School of Journalism and Mass Communication supports diversity and inclusion, safety training, and improvement initiatives across Iowa 

Community engaged coursework improves communities through experiential learning  

 

Rachel Young, director of undergraduate studies at the school of journalism and mass communication at the University of Iowa, has taught many community engaged courses, especially in public relations and strategic communications.  

Since 2013, Young has worked with the Office of Community Engagement (OCE) to develop community partnerships, recently as the co-chair of the Path Forward RISE sub-committee for service-learning and civic engagement. As part of the committee, Young worked with the OCE to help develop the community engaged course designation (CEC).  

"In the past, I've done a client-based model, which would be common in strategic communication," Young said. "You might work with a different organization each semester on a communications problem or an issue that they would want to address or learn more about through communications."  

The first project Young and the OCE collaborated on involved working with Washington, Iowa, to pass a hotel-motel tax, which had failed several times before.  

"People there did not understand what a hotel-motel tax was and who it was taxing," Young said. "Everywhere else had a hotel-motel tax. Still, their community was not getting the benefit of tax revenue from visitors."  

Young's class produced materials used on social media and by groups promoting the tax, explaining what the program could do for the community to help it pass the next time.  

Other small-scale projects had students producing campaigns that the community partner would later implement.  

Students recently worked with the 'Dr. Richard E. Kerber HeartSafe Initiative,' an organization at the University of Iowa. 

Dr. Kerber was a cardiologist at the University of Iowa. His wife Linda - an esteemed historian - founded HeartSafe with Dr. Dianne L. Atkins in memory of Dr. Kerber's work as a pioneer in developing resuscitation techniques for people experiencing cardiac arrest.  

HeartSafe wanted to encourage the campus community to become CPR certified and instruct people about the defibrillators they had successfully placed at campus buildings.  

Young's class had two groups, one focused on faculty and staff, and the other on students.  

"Both groups did a lot of research to understand some of the barriers to becoming CPR certified or barriers to performing CPR and some of the knowledge gaps," Young said. "They both looked at some of the best ways to reach their publics."  
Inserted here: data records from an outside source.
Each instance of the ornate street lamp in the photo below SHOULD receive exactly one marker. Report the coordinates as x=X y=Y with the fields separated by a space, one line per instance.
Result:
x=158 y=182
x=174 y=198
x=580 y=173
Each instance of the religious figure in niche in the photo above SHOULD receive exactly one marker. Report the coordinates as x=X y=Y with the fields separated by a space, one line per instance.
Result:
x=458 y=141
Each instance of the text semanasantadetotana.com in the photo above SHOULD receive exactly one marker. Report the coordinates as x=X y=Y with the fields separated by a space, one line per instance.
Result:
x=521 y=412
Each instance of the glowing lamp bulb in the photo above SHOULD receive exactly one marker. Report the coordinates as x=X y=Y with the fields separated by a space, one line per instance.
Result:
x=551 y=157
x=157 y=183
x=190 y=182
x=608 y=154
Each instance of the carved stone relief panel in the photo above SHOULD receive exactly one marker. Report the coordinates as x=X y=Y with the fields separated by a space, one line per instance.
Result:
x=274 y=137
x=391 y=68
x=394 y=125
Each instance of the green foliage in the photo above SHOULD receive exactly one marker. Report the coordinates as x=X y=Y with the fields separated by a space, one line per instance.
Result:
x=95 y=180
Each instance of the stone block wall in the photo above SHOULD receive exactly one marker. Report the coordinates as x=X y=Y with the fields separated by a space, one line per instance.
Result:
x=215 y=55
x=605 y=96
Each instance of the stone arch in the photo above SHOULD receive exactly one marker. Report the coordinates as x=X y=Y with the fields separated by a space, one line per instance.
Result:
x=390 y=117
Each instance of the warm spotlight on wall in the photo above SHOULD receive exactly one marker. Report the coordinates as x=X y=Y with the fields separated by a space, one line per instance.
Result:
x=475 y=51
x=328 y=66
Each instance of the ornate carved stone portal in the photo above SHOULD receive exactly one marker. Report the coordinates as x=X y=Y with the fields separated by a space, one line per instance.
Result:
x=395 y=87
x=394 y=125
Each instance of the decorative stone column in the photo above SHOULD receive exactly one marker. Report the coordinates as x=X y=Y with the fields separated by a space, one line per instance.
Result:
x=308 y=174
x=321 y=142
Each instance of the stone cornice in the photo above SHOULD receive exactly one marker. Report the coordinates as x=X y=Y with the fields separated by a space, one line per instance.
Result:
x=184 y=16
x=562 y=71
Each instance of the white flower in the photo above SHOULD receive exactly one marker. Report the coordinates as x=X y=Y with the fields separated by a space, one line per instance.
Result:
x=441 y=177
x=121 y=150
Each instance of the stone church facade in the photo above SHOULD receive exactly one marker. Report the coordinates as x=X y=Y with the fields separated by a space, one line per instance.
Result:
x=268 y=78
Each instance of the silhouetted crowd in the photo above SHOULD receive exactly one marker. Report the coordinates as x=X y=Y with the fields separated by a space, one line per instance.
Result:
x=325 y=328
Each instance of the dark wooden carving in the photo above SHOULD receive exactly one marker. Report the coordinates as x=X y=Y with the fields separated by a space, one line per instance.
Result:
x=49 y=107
The student-focused group created a humorous video that included street interviews, while the faculty and staff group had a more person-to-person approach.  

The faculty group recommended that representatives from HeartSafe go into faculty meetings and encourage the different departments to adopt a goal of CPR and defibrillator training.  
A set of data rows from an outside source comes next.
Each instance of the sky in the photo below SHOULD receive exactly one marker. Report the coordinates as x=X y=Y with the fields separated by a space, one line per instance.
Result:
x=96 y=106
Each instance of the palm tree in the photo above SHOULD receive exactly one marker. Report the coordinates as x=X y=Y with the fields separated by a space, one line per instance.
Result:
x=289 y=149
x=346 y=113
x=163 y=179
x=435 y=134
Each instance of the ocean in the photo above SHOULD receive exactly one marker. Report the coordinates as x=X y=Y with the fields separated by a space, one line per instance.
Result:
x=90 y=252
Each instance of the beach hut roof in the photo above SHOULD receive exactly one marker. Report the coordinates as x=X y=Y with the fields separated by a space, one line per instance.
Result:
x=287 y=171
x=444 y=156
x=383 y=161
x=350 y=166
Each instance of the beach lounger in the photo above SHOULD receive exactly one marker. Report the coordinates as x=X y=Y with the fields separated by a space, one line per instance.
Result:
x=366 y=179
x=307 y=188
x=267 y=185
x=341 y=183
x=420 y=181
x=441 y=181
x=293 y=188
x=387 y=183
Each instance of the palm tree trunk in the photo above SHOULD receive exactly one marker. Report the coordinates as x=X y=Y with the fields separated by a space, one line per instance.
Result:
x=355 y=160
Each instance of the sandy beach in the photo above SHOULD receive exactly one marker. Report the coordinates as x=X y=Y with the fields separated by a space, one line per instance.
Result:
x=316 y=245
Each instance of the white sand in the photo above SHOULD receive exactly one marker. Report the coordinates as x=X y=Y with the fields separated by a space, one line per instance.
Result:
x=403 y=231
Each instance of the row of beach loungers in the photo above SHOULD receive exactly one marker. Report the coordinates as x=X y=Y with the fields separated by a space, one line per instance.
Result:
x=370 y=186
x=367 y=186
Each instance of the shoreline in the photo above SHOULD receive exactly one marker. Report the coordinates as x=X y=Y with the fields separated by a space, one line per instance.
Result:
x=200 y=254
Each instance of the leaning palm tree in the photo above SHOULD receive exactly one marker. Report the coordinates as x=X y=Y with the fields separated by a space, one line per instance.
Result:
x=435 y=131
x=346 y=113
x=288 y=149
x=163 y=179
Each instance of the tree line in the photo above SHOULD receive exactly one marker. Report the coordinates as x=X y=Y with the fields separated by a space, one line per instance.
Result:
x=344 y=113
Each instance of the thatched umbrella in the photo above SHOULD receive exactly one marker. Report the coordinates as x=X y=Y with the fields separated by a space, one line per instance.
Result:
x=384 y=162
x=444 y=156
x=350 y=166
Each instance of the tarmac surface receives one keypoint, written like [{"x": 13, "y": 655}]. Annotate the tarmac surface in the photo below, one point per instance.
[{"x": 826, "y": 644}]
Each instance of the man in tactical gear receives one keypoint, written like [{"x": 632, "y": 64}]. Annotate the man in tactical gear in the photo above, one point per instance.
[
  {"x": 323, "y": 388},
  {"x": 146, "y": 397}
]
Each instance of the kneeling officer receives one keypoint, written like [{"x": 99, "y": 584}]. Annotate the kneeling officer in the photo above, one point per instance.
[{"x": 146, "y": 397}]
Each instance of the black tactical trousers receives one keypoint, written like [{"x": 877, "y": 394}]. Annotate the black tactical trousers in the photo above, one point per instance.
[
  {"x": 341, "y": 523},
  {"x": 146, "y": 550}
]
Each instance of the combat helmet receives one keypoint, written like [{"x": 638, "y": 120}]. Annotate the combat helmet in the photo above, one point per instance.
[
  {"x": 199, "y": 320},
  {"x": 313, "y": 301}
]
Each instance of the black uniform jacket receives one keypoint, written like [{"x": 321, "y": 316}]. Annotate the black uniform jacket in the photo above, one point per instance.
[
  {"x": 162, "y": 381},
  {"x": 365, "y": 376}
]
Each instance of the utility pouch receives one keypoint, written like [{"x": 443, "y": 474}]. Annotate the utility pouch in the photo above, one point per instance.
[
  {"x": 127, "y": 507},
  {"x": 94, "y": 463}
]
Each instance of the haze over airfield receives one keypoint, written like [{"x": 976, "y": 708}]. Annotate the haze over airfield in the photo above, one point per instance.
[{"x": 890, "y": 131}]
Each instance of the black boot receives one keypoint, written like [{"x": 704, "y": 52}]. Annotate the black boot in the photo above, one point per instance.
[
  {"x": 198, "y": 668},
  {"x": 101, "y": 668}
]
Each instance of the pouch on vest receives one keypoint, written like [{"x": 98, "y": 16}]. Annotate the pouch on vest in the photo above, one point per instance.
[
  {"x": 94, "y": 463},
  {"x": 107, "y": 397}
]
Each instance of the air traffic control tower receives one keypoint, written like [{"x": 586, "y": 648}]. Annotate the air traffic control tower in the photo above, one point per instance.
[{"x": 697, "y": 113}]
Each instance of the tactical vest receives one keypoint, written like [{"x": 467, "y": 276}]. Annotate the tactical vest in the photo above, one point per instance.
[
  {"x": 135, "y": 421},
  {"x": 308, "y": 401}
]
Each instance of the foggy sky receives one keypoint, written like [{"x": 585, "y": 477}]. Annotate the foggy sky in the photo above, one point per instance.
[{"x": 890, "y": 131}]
A larger-scale community-engaged project worked with the Office of Community Development in Columbus Junction, Iowa, south of Iowa City.  
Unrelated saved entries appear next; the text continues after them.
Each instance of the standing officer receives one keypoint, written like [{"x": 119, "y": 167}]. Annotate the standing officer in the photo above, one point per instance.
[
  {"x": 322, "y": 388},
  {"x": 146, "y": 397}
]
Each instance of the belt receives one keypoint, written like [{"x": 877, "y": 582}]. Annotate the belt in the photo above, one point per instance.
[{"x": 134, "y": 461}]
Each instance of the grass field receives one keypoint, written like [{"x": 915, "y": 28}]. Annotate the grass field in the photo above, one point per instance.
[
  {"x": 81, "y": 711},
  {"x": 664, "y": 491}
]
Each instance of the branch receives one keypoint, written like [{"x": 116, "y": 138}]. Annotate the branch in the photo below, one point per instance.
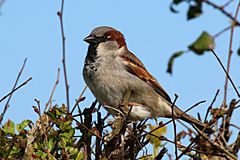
[
  {"x": 174, "y": 126},
  {"x": 230, "y": 79},
  {"x": 60, "y": 15},
  {"x": 80, "y": 98},
  {"x": 10, "y": 95},
  {"x": 221, "y": 9},
  {"x": 230, "y": 54},
  {"x": 20, "y": 86},
  {"x": 53, "y": 90},
  {"x": 219, "y": 147},
  {"x": 210, "y": 107}
]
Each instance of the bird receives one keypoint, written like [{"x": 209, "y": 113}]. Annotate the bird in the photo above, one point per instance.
[{"x": 111, "y": 70}]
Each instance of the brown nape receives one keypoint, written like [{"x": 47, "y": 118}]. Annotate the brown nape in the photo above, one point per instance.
[{"x": 117, "y": 36}]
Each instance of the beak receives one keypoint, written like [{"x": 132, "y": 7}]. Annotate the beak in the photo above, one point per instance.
[{"x": 90, "y": 39}]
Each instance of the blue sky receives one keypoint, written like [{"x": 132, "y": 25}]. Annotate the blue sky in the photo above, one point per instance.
[{"x": 31, "y": 29}]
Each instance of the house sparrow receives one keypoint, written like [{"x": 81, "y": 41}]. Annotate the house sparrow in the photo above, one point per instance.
[{"x": 110, "y": 70}]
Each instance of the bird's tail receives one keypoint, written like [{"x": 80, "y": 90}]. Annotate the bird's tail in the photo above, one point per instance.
[{"x": 192, "y": 120}]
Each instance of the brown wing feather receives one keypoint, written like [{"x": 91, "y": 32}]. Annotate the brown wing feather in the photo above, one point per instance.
[{"x": 136, "y": 67}]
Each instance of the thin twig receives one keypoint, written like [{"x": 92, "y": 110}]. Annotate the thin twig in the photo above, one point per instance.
[
  {"x": 60, "y": 15},
  {"x": 221, "y": 9},
  {"x": 230, "y": 55},
  {"x": 186, "y": 149},
  {"x": 14, "y": 86},
  {"x": 18, "y": 87},
  {"x": 79, "y": 99},
  {"x": 230, "y": 79},
  {"x": 53, "y": 90},
  {"x": 219, "y": 147},
  {"x": 222, "y": 31},
  {"x": 210, "y": 107},
  {"x": 174, "y": 126}
]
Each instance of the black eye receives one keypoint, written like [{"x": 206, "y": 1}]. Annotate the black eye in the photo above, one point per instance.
[{"x": 107, "y": 37}]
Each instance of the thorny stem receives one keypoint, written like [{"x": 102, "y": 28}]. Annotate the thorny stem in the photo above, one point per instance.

"Columbus Junction has seen a lot of demographic changes to its population over the past four or five decades," Young said. "They have a large Latino community there, and now they also have a sizeable Burmese refugee community there as well."  

The city was looking for advice in developing a community celebration for their Sesquicentennial – 150th anniversary - in 2024 that took the theme of embracing change.  

"Often, we think of a community event like that of being a celebration of the past, of what it was like 150 years ago," Young said. "Community leaders there really wanted the event to reflect what the community was now. They wanted to make sure that everybody living in Columbus Junction felt like the celebration was for them, about them, and welcomed them."  

Young's class interviewed different community leaders, looked at other examples of communities in Iowa and beyond that had tried to develop inclusive celebrations, and produced ideas on approaching both the planning process and the event itself.  

Locally, community-engaged courses within the journalism school are focused on several pilot projects related to different organizations and community concerns in Coralville, Iowa. Projects include working with 'Houses into Homes,' the Coralville Library oral history archive, and collecting stories on water quality in the environmental communication class.  

In addition to the materials produced, the process itself tends to be valuable. The journalism school is working to develop more sustained partnerships with Coralville civic and community organizations due to the challenges of the client-based model, where students have a community partner for a semester and then move on to a new one in the following semester.  

Courses that continue to work with the same community partner each semester can build on previously made ties, which means not explaining themselves and what they do each semester.  

With each project, students gain experience with the same place and the same issues. That means that there is more of a sustained connection for both the students and the community partners.  

"The goal of a more sustained partnership with the community of Coralville and many organizations working there is that the relationships that we develop can get stronger over time," Young said. "Also, our students can have more of a community impact because they might do several projects with the same organization over time in their major."  

Often, community partners are happy to have students' work, whether research or materials. They also appreciate the chance to reflect on what they do when answering questions about the scope of what they want students to do, their values, and their communications strategies.  

"Many nonprofits that we work with are small and do not have a staff dedicated to communications,” Young said, “which is work they must do among all the other things they have to do, so just getting a chance to reflect on it is also helpful."